We get a lot of questions about Weathering Steel. The answers to these questions below will help your all round understanding of Weathering Steel and why it’s so different from mild steel. This means when you’re considering using steel for any edging, retaining walls or features as part of a garden landscape, you will be better informed about what’s going to work best.
COR-TEN (or simply Corten) is the trademark name for the steel type also referred to as Weathering Steel. The COR relates to corrosive resistance while the TEN relates to it having high tensile strength.
The recipe of alloys prescribed for Corten steel or Weathering Steel, whichever you choose to call it, is what gives this steel the unique qualities it has.
Weathering Steel was originally designed for for rail cars in the 1930’s but soon became popular for bridges and other large outside structures for the look and to eliminate the need for painting; instead they had a stable rust layer on the surface, brought on by time in the weather. This was much easier than painting a bridge and having to start again at the other end by the time you were finished!
Steel garden ornaments are often made with a thin gauge mild steel because it’s easy to cut and can therefore have more intricate detailing. Simply put, that steel isn’t designed for existing outside in the elements and as it begins to rust, it can rust away quite quickly. The question you can ask when buying such ornaments is whether it’s made of weathering steel and if it’s not, then look at the thickness of the actual steel used. 3-5mm mild steel will also last a fairly long time in any garden, irrespective of the conditions.
As for why the weathering steel used as a garden edge lasts longer, the simple difference is weathering steel is designed to gain strength from being exposed to the atmosphere. As a minimum your looking at it being structurally sound for atleast 10 years. As for how this works, please keep reading…
Cute garden ornaments won’t last so long.
Rusting away is exactly what isn’t happening with Weathering Steel. Because of its chemical composition it exhibits increased resistance to atmospheric corrosion compared to mild steel. The steel actually rusts on the surface to form a protective layer we refer to as a ‘patina’(because we’re posh!)
The corrosion-retarding effect of the patina is produced by the particular distribution and concentration of alloying elements in it. The patina develops and regenerates continuously when subjected to the influence of the weather to maintain a protective coat.
Another way to put this is by way of comparison. Normal steel develops rust that is porous with tiny pores in the surface that the eye can’t see. This rust does not seal the steel surface, the rust process therefore never stops and so, tends to flake. Whereas with Weathering steel, the patina produced is much less porous.

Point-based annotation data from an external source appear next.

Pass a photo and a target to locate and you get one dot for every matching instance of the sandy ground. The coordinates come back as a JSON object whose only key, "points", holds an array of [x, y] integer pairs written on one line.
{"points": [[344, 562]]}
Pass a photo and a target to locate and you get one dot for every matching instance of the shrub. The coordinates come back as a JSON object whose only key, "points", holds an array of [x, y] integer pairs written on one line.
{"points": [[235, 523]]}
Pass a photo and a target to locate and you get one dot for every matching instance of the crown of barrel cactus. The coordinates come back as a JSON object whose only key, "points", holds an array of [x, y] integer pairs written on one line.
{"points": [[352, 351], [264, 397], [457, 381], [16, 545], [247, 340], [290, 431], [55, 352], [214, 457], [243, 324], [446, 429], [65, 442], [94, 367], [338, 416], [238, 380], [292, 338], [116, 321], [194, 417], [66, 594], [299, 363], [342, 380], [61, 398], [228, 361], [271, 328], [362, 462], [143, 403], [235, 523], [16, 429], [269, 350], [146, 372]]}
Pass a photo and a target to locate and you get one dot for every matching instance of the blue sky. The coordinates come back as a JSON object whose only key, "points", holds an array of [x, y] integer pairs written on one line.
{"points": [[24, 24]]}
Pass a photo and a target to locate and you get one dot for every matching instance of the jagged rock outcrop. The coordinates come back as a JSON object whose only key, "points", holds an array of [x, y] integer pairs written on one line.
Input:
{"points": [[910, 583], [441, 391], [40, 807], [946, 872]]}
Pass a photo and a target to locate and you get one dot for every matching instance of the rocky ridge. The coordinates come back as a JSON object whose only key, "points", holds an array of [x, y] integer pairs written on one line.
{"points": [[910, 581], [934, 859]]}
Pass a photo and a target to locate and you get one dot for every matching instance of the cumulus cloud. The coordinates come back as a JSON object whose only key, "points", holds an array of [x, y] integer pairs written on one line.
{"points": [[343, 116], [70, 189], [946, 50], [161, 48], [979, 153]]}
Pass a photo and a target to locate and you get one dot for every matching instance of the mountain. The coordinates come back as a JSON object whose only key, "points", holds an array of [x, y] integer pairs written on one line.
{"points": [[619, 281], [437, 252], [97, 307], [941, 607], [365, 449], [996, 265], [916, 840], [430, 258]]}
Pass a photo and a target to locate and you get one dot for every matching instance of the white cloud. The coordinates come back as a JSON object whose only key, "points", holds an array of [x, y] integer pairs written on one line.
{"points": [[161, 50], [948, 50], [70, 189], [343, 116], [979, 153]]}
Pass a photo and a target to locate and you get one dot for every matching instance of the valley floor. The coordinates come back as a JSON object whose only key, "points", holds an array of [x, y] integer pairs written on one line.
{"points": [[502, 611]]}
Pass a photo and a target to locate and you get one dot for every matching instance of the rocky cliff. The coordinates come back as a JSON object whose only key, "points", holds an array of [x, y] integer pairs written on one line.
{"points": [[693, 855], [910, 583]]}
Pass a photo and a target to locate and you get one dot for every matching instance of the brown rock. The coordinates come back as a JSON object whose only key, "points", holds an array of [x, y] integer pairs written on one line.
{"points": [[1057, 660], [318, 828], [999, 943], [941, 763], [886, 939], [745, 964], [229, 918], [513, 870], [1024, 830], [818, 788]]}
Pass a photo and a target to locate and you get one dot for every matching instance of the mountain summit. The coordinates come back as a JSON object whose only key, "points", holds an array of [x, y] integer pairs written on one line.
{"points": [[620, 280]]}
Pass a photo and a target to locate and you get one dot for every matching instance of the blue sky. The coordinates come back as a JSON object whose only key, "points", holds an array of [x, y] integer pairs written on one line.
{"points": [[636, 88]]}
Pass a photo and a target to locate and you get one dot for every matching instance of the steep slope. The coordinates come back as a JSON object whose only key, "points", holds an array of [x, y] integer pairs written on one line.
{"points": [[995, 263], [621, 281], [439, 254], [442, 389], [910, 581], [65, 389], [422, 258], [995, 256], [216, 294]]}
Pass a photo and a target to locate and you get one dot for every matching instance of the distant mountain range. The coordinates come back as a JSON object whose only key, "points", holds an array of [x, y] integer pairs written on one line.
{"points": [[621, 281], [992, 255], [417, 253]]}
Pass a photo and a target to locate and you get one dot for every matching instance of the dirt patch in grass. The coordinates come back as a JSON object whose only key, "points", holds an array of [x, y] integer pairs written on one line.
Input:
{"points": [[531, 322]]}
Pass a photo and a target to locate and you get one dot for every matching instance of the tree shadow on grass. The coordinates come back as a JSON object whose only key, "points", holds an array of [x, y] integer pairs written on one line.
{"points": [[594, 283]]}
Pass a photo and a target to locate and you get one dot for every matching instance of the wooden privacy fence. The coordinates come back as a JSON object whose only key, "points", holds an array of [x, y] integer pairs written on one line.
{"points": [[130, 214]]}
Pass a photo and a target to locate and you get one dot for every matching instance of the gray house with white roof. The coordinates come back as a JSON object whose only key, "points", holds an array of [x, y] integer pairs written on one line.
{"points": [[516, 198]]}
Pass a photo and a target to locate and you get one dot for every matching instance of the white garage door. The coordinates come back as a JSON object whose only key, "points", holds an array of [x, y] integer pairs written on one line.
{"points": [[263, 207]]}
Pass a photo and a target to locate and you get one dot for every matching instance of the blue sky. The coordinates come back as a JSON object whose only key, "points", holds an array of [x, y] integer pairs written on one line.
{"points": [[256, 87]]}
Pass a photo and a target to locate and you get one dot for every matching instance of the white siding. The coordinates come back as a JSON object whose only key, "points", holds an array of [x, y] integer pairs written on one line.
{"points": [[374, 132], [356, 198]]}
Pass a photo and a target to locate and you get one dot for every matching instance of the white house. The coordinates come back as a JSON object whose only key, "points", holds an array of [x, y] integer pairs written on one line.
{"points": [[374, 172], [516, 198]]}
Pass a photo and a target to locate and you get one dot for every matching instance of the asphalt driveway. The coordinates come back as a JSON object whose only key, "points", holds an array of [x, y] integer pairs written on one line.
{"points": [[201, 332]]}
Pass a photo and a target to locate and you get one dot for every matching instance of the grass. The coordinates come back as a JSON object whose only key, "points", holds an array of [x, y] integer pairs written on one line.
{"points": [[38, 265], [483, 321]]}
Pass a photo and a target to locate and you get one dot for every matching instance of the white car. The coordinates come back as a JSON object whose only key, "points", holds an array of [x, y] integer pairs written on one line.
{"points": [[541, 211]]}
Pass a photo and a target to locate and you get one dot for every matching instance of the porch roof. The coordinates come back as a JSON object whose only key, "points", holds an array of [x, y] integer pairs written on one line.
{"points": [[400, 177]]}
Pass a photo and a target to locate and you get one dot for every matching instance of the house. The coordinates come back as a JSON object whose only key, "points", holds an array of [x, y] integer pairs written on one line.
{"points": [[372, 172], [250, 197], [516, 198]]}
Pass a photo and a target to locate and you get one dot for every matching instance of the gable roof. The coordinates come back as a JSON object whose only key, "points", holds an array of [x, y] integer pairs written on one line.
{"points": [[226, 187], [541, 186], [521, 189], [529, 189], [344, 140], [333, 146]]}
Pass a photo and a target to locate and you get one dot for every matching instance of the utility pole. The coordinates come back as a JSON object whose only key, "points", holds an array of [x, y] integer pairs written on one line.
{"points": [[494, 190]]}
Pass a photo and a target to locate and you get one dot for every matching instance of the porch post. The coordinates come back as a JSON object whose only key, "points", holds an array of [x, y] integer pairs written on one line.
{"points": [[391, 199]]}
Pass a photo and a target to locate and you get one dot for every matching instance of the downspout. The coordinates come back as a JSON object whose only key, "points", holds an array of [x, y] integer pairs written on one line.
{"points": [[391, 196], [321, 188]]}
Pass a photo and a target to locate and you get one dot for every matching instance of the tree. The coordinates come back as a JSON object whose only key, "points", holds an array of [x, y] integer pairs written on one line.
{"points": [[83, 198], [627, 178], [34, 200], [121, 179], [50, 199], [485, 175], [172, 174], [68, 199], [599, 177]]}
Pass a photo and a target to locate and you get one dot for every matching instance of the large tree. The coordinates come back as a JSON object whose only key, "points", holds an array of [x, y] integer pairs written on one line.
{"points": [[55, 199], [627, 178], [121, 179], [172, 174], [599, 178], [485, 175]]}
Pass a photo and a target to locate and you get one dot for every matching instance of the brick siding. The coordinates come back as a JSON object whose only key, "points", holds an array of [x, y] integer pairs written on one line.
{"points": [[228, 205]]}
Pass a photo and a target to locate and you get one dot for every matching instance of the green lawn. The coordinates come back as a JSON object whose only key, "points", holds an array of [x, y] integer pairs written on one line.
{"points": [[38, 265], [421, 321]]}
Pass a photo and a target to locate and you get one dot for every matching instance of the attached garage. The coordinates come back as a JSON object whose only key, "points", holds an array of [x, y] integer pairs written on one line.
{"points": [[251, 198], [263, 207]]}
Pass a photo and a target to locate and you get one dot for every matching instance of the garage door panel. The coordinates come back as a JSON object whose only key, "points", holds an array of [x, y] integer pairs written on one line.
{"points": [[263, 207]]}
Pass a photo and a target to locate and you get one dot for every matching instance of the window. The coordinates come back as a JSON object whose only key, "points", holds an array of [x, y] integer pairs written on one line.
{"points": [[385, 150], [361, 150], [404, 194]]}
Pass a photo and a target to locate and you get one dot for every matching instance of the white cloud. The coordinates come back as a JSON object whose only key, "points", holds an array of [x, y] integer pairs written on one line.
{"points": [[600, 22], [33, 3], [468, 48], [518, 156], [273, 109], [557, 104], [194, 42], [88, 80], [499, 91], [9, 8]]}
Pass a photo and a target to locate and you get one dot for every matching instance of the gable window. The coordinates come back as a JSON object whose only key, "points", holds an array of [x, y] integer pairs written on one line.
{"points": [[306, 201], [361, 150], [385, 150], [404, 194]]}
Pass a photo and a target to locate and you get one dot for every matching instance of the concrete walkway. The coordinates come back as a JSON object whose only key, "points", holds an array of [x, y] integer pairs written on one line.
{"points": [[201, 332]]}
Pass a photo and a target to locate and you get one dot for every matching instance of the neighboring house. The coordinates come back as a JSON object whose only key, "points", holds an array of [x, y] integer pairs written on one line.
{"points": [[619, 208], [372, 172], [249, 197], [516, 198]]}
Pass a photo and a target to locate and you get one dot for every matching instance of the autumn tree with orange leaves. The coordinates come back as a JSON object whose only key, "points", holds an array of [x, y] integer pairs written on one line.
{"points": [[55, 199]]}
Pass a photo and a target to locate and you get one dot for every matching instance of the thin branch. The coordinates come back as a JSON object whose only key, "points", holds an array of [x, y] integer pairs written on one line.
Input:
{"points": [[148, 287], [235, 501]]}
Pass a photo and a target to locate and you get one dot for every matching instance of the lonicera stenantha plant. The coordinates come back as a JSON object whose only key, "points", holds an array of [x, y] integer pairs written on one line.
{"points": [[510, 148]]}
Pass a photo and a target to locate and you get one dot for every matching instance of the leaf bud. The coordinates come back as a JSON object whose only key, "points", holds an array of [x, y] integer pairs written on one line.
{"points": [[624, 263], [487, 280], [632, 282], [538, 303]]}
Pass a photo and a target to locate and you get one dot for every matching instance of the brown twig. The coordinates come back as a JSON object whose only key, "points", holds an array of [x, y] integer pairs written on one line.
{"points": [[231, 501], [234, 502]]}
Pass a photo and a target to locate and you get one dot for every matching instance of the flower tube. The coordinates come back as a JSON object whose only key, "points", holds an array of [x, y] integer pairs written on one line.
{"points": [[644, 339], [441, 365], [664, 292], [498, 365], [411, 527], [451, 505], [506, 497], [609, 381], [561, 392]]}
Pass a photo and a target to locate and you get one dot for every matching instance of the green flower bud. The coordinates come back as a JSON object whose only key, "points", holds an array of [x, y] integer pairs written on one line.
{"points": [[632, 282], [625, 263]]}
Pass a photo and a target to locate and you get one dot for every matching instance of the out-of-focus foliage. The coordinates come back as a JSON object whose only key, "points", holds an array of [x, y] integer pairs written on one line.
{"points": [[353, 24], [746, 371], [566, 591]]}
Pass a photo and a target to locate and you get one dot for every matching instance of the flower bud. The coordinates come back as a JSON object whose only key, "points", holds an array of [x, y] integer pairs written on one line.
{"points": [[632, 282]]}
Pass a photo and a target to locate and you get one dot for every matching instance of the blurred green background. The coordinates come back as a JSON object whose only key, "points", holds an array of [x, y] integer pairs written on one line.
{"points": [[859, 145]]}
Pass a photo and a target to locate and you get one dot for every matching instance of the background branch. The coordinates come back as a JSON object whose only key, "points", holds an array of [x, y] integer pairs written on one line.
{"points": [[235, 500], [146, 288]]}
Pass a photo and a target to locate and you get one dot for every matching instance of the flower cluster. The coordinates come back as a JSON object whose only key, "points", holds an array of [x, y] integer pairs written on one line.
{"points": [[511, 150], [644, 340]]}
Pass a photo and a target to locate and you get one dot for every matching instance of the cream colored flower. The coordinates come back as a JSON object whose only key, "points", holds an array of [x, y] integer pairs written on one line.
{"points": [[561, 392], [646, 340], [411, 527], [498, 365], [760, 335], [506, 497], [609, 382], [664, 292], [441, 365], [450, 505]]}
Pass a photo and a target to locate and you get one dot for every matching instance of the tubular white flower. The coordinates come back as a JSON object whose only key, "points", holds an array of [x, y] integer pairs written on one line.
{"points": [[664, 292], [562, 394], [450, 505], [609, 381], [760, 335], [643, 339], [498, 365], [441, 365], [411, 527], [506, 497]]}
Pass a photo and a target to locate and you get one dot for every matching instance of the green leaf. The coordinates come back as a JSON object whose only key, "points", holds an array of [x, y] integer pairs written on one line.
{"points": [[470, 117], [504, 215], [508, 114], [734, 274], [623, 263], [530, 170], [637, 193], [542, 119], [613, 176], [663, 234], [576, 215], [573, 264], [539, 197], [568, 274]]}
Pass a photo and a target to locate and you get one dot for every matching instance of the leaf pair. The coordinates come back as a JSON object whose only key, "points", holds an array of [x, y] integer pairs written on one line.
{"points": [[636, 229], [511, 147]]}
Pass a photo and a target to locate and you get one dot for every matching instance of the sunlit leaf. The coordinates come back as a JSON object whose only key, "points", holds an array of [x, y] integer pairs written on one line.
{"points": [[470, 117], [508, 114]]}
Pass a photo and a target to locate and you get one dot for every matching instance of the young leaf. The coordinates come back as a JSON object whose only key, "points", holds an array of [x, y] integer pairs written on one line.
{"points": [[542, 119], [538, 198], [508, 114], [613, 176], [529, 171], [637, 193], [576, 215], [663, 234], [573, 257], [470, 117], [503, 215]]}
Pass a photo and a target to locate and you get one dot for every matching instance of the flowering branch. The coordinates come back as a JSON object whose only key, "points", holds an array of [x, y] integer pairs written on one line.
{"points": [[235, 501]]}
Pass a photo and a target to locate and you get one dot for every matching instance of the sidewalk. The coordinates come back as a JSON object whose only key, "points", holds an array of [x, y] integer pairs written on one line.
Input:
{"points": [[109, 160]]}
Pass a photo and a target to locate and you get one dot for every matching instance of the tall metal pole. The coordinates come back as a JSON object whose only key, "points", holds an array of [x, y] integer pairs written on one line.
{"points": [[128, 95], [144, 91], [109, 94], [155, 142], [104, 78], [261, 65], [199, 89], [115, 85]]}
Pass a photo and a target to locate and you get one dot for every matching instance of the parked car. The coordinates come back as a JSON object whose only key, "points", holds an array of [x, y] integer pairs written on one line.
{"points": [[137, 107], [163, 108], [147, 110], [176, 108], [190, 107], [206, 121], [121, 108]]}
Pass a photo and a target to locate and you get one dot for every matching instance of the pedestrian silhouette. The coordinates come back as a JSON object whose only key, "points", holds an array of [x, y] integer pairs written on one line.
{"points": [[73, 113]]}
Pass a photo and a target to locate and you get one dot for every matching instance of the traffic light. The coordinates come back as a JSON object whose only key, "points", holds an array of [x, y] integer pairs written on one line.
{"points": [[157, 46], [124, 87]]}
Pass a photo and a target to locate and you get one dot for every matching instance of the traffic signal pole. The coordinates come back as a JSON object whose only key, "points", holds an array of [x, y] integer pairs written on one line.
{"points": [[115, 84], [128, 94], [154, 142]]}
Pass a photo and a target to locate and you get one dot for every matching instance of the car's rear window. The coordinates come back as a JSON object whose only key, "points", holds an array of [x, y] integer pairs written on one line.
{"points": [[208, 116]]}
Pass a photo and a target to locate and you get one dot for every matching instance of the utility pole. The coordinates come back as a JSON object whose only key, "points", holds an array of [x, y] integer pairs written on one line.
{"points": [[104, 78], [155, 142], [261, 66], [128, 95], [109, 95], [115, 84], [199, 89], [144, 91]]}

The rust ‘patina’ develops under conditions of alternate wetting and drying. To ensure a stable patina develops, this natural cycle is key and the process should never be rushed with salts or acids. The rusting occurs on surfaces where oxygen is freely available. This means that in the ground, rusting happens very slowly due to low oxygen availability. When buried, weathering steel offers no advantage compared to mild steel.
In terms of the lifespan of Weathering Steel garden edging, local conditions such as humidity, salt (soil salinity), acid (soil acidity), soil density (oxygen availability) and sulphur content will affect this. Proximity to salt water is another factor that speeds oxidation up. Under ideal circumstances the weathering steel used in garden edging will last for many decades (maybe even 100yrs!) and in bad conditions expect at least 10 years.
As an extra tip, you can also improve the lifespan or your edging by painting or applying bitumen to the back, top-half before backfilling when using taller steel panels for retaining.
The colour of Weathering Steel alters with time in the elements. We’ve explained why this happens – it is an evolving look!
When you buy it , it will most likely not have been pre rusted. It will gradually shift through shades of orange, reddish brown, brown to almost black over the years when it’s in your garden.
The Weathering Steel edging featured in Show Gardens are typically in the early stages so can have a unique vibrancy and brightness about them.
It is possible to fix the colour of the rust at a certain stage by applying a sealer coat when you’re most happy with the colour achieved. What you choose to do comes down to your personal preference, but yes, it’s possible. Bear in mind that recoating is required depending on the coating used and your local conditions.
I’ve seen that too and agree it’s not a good look. The worst cases of that will involve mild steel because of the way it continues rusting. With Weathered Steel this should only happen when first developing a patina or if rushed artificially to achieve the desired patina.
Regular misting or using a damp cloth to wet the steel without runoff is one way you may avoid this happening so much. If it’s a sensitive install sitting atop pavers and that isn’t doable, you can pre rust the edging before installing to have a stable early phase patina there already. We know of one recipe/solution we’ve used for show gardens, available at well known retailers, that creates a stable patina in a non-harmful way to the steel itself.
Alternatively, simply set the edge back slightly from the pavers– maybe infill with feature stone?– to allow the minimal any runoff to disperse harmlessly. You can even change out the pebbles once the patina is fully developed if you wish later.
Once the patina is fully established, you can rest easy that there won’t be any annoying staining with Weathering Steel.
Welding of weathering steel is not recommended because of the high phosphorus content in Weathering steel. This means cracking on/within the weld is more likely. Any structural weld would best be done with Corten welding wire( when using MIG or TIG welding) but to our knowledge, no corten rods are currently available for welding.
As an alternative when using rods, stainless steel welding rods can be used. However, these rods have a very high nickel content and the welds won’t rust over creating a distinct weld that’s even more visible on an otherwise rust covered product. Welding with ‘normal’ steel rods should only be used when strength is not an issue due to the cracking effect mentioned earlier.
The other concern is that the process of developing a stable patina relies on the wet and drying cycle. Constant moisture would jeopardise this patina formation, especially at the interface level where the water level fluctuates. This means that the life expectancy is impossible to predict but severely impacted.
For steel water features we recommend the use of normal mild steel. Since that rusts quicker, we recommend to use a minimum of 4mm thickness. You can expect that to last up to 15 years.
This is something we’ve seen happen a few times, typically in situations where the soil/lawn/compost or mulch level has dropped, exposing steel previously in the ground. This portion of the steel edge didn’t get the chance to develop an atmospheric patina, and has rusted normally. An easy solution there is to add back the fill to the level it was once at to slow the process of rusting.
Note though, rust is 7x thicker than its original. 2mm of steel will turn into 14mm of rust! That means 0.3mm of rust comes off in 2.1mm thick flakes. Basically, it looks worse than it is. It doesn’t disappear (unless flakes break off) and will still have some strength to it, it’s just very brittle. As a lawn barrier, like in the picture shown, it still works just fine.
What’s also important to understand is that visibly rusted steel (possibly even flaked) can still develop and maintain a patina and may have done so already; and it will still provide strength to the edge. It also acts like a protective paint so leaving it there (don’t pick it off!) will slow down further rusting.
So yes, it can happen but he will have a great lawn barrier for years to come.